3. **Deployment Polish (1 day):**
- Dockerfile: Base on python:3.11-slim; copy code, install deps, expose port 8080.
- K8s Manifests: Deployment with liveness/readiness probes (/health); env vars for config/secrets.
- CI: GitHub Actions – Run pytest, build Docker.
- Config Best Practices: Env vars override YAML (e.g., OAUTH_ISSUER); no hardcodes.
- Monitoring: OpenTelemetry traces for tool calls.
- Success: Docker builds/runs; K8s deploys with probes.
**Milestones:**
- Optimizations applied; benchmarks meet metrics.

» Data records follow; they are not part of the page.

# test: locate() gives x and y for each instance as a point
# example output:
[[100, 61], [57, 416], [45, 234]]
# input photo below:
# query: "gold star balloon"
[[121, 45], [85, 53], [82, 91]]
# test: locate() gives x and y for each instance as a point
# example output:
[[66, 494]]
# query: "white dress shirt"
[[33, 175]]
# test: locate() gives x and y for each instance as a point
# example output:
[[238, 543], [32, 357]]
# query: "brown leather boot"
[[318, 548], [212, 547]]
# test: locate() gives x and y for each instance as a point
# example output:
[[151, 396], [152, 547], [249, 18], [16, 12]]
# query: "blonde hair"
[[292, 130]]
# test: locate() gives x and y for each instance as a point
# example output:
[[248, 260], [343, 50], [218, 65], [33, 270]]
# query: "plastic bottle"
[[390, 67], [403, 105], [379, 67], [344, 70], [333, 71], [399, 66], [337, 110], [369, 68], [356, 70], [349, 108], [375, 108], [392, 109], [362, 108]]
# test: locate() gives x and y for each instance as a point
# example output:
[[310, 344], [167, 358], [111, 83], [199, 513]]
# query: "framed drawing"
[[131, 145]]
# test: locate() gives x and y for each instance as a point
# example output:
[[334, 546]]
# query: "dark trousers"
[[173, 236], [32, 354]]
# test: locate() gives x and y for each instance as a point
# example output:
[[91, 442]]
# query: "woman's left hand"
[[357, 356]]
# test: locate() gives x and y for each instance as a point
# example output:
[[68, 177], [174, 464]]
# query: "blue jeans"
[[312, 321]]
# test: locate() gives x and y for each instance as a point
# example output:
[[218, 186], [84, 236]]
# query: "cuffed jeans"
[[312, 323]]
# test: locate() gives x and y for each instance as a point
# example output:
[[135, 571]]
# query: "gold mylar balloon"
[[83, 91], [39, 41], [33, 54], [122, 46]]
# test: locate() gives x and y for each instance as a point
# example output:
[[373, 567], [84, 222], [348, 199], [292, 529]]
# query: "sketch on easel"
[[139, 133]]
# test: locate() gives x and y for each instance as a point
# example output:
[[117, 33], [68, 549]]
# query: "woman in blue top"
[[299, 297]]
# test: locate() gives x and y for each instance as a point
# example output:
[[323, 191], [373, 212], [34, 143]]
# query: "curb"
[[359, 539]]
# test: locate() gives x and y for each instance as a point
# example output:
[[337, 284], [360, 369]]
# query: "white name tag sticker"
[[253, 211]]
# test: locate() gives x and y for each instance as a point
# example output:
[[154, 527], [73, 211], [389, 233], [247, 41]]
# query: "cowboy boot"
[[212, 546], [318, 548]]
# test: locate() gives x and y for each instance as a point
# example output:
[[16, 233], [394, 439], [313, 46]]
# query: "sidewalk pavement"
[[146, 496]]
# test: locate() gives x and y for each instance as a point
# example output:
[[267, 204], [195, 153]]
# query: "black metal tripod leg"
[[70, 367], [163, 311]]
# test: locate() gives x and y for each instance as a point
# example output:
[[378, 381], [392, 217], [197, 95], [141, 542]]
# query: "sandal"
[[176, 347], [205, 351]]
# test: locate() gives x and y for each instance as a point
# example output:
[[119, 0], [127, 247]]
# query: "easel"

- Full test suite (units/integration); no leaks.
- Deployment artifacts ready.
### Phase 4: Documentation and Release (Estimated: 0.5-1 week)
**Objectives:** Document features, tools, deployment; release v1.0.
**Tasks:**
1. **Documentation (0.5 days):**
- `mcp_server/README.md`: Setup (pip install, python -m ...), transports, tool examples (JSON requests/responses), auth (OAuth2 setup), config.
- Tool Schemas: Export from `listResources` to `tools_schema.json`.
- Gotchas: Section on disconnects, schema flatness, retry codes.
- Deployment: Instructions for Docker/K8s; env vars (e.g., TOKEN_VALIDATOR_URL).
- Success: Docs self-contained; examples runnable.
2. **Release (0.5 days):**
- Git: PR to main; tag `v1.0-mcp`.
- Packaging: Ensure subpackage installable.
- Success: `pip install -e .`; server runs in container.
**Milestones:**
- Docs complete; v1.0 released.
## Potential Challenges and Mitigations
- **Challenge:** FastMCP API changes. *Mitigation:* Pin `fastmcp==latest-stable`; follow examples.
- **Challenge:** OAuth2 integration complexity. *Mitigation:* Stub with pyjwt; real provider (e.g., Auth0) in docs.
- **Challenge:** Streaming backpressure. *Mitigation:* Async queues; client-side handling.
- **Monitoring:** Bi-weekly reviews; adjust for FastMCP simplifications (e.g., reduced Phase 2 effort).
## Next Steps
1. Create branch/setup (immediate).
2. Phase 1 review after 1 week.
3. Track in GitHub issues ("mcp-server").
4. Post-Release: Benchmark with AI clients (e.g., LLM tool calls).